Crap Jokes: Truth Stranger Than Fiction: Letters: CVs


These quotes are taken from real resumes and cover letters and were
printed in the July 21, 1997 issue of Fortune Magazine. Note: all
typos, etc... are intended.

 1. I demand a salary commiserate with my extensive experience.
 2. I have lurnt Word Perfect 6.0 computor and spreadsheet progroms.
 3. Received a plague for Salesperson of the Year.
 4. Reason for leaving last job: maturity leave.
 5. Wholly responsible for two (2) failed financial institutions.
 6. Failed bar exam with relatively high grades.
 7. It's best for employers that I not work with people.
 8. Let's meet, so you can 'ooh' and 'aah' over my experience.
 9. You will want me to be Head Honcho in no time.
10. Am a perfectionist and rarely if if ever forget details.
11. I was working for my mom until she decided to move.
12. Marital Status: single. Unmarried. Unengaged. Uninvolved. No
    commitments.
13. I have an excellent track record, although I am not a horse.
14. I am loyal to my employer at all costs... Please feel free to
    respond to my resume on my office voice mail.
15. I have become completely paranoid, trusting completely no one and
    absolutely nothing.
16. My goal is be a meteorologist.
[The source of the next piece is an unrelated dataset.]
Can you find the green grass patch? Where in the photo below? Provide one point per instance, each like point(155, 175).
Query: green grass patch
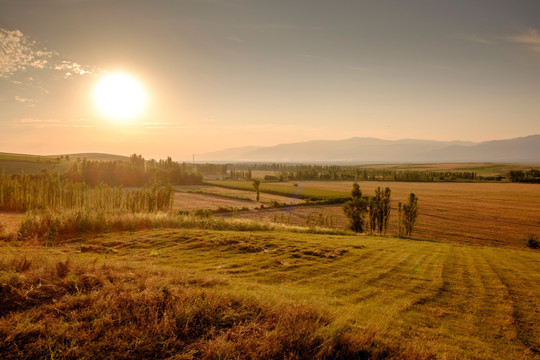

But since I possess no training in
    meteorology, I suppose I should try stock brokeridge.
17. I procrastinate, especally when the task is unpleasant.
18. Personal interests: donating blood. Fourteen gallons so far.
19. As indicted, I have over five years of analyzing investments.
20. Instrumental is ruining entire organization for a Midwest Chain
    store.
21. Note: Please don't misconstrue my 14 jobs as 'job-hopping'. I have
    never quit a job.
22. Marital Status: often. Children: various.
23. Reason for leaving last job: They insisted that all employess get
    to work by 8:45 am every morning. I couldn't work under those
    conditions.
24. The company made me a scapegoat, just like my three previous
    employers.
25. Finished eighth in my class of ten.
26. References: none. I've left a path of destruction behind me.


The following quotes were taken from actual performance evaluations:

 1. Since my last report, this employee has reached rock bottom and has
    started to dig.
 2. His men would follow him anywhere, but only out of morbid
    curiosity.
 3. I would not allow this employee to breed.
 4. This associate is really not so much of a has-been, but more of a
    definitely won't be.
 5. Works well under constant supervision and cornered like a rat in a
    trap.
 6. When she opens her mouth, it seems that this is only to change
    whichever foot was previously in there.
 7. He would be out of his depth in a parking lot puddle.
 8. This young lady has delusions of adequacy.
 9. He sets low personal standards and then consistantly fails to
    achieve them.
10. This employee is depriving a village somewhere of an idiot.
11. This employee should go far - and the sooner he starts the better.
12. Got a full 6-pack, but lacks the plastic thing to hold it all
    together.
13. A gross ignoramus - 144 times worse than an ordinary ignoramus.
14. He doesn't have ulcers, but he's a carrier.
15. I would like to go hunting with him sometime.
16. He's been working with glue too much.
17. He would argue with a signpost.
18. He brings a lot of joy whenever he leaves the room.
19. When his IQ reaches 50, he should sell.
20. If you see two people talking and one looks bored, he's the other
    one.
21. A photographic memory but with the lens cover glued on.
22. A prime candidate for natural de-selection.
23. Donated his brain to science before he was done using it.
24. Gates are down, the lights are flashing, but the train isn't
    coming.
25. Has two brains: one is lost and the other is out looking for it.
26. If he were any more stupid, he'd have to be watered twice a week.
27. If you give him a penny for his thoughts, you'd get change.
28. If you stand close enough to him, you can hear the ocean.
29. It's hard to believe that he beat out 1,000,000 other sperm.
30. One neuron short of a synapse.
31. Some drink from the fountain of knowledge; he only gargled.
32. Takes him 2 hours to watch 60 minutes.
33. The wheel is turning, but the hamster is dead.